Les séances de travail avaient progressivement et subrepticement modifié notre relation et le professionnalisme de Dora me relégait au rang d’accompagnateur attentif à ses directives ; j’avais depuis longtemps cessé de jouer avec une régularité suffisante pour pouvoir porter une même attention à la partition, au doigté et au jeu de ma partenaire que je tâchais de mémoriser en la laissant tenir seule sa partie pendant que je regardais ses doigts courir sur la flute et ses lèvres caresser le bec. Dora, les cheveux tirés noués dans le cou autour d’un chouchou vert fluo avait décidément largement largué les amarres de l’adolescence et j’avais beaucoup de difficulté à m’accoutumer à la dissolution de l’enfant qui jouait naguère sur le sable au pied de la terrasse dans ce corps de jeune femme.

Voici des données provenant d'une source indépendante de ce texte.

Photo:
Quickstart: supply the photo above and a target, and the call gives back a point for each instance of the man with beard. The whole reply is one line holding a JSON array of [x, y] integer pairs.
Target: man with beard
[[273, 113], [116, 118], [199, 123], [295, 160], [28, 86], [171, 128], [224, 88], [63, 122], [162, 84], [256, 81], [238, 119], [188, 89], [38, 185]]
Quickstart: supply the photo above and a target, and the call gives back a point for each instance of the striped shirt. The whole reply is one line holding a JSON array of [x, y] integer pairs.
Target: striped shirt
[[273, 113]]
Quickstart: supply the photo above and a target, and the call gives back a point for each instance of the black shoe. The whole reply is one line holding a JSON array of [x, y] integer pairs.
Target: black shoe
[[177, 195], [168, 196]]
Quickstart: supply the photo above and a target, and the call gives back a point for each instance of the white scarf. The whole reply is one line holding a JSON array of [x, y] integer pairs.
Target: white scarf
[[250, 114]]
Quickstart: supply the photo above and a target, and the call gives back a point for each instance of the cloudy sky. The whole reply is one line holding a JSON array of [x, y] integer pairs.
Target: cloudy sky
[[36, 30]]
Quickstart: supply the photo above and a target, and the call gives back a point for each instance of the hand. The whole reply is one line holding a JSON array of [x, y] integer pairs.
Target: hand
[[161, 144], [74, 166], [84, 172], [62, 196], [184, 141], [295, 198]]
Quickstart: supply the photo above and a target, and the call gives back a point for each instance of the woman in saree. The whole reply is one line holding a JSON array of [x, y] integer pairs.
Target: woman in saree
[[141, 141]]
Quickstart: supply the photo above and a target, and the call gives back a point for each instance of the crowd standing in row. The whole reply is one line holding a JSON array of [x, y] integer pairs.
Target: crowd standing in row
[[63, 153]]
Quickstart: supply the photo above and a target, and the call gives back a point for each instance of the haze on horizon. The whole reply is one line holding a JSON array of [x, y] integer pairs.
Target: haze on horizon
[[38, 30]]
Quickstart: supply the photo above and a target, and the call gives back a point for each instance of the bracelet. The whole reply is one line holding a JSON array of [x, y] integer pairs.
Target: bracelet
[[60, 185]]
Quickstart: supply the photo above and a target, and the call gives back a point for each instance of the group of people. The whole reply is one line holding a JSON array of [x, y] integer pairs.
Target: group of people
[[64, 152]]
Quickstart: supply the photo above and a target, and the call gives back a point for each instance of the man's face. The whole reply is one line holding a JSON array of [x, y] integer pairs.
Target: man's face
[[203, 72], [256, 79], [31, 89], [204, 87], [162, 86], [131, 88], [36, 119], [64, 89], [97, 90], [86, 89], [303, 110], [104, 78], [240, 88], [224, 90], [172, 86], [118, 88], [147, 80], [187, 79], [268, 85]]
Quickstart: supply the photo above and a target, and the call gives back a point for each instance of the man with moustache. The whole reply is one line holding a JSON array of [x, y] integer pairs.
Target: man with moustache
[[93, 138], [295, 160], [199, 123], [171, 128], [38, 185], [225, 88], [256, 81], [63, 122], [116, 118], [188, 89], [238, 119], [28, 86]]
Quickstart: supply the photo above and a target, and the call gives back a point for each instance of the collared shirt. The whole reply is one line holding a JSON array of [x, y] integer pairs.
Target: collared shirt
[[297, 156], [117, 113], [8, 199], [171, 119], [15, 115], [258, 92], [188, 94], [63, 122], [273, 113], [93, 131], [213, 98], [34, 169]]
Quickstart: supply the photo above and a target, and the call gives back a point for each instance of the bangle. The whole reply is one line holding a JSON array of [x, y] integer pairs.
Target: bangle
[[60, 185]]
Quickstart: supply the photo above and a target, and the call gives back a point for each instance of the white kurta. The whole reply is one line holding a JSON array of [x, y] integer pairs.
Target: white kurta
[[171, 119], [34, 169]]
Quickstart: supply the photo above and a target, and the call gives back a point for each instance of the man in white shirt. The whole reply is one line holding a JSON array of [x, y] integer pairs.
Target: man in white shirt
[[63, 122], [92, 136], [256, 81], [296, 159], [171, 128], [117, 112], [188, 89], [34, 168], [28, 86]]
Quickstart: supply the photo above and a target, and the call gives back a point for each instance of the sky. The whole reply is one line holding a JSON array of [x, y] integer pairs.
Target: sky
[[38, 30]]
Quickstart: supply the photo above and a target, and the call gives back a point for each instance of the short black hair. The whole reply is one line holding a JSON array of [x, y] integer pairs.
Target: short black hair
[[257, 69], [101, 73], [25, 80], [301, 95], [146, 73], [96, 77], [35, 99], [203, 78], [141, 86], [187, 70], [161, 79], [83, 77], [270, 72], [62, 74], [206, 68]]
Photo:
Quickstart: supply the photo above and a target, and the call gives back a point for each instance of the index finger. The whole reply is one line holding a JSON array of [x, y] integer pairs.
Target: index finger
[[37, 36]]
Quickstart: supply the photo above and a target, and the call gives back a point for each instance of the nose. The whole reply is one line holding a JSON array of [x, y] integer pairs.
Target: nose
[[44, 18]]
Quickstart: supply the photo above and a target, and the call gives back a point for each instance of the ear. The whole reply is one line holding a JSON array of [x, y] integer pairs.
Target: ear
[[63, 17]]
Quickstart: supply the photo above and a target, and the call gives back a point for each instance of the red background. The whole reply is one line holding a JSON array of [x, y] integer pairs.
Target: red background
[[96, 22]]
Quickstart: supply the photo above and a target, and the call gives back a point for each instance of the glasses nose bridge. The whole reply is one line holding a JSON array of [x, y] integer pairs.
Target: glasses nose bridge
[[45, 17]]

Le concert se déroula dans cette quiétude un peu moite des fins d’après midi de septembre quand l’été s’attarde au-delà de l’extinction du crissement des élytres des cigales ; un piano droit, à peine mieux accordé que celui des Genêts avait été placé dans le chœur et je jouais, dos au public dans la seule contemplation d’une Dora corsetée de moire vert dorée. Schubert se tira assez bien de l’affaire mais Saint-Saëns laissa quelques croches dans l’aventure et le public réduit à une trentaine de porteurs d’oreilles complaisantes applaudit avec ardeur la jeune flutiste et son accompagnateur, en évitant de susciter un bis qui eût embarrassé les uns et retardé les autres, pressés de se retrouver autour du dernier « pot » de la saison. R.B avait, comme à son habitude soigné ses amis : le buffet, d’une simplicité digne des 44 hectares n’était là que pour valoriser les huitres et faciliter la dégustation des graves rouges et blancs qui déliait les langues et réchauffait les cœurs. Dora, assiégée de compliments de vieilles dames mélomanes, de petites filles désireuses de troquer le piano pour la flûte à bec et de jeunes gens curieux de connaître son emploi du temps de la rentrée, effleura de ses lèvres une coupe de Coca et afficha un souverain mépris pour les nourritures terrestres. Je gobais goulûment quelques huîtres et me laissai convaincre par la fraîcheur et la nervosité, bienvenue en cette soirée étouffante, du « Ferran 2002 ». Vers vingt heures l’orage éclata, dispersant l’assemblée après des adieux hâtifs dans la véranda où l’on s’était replié à la hâte.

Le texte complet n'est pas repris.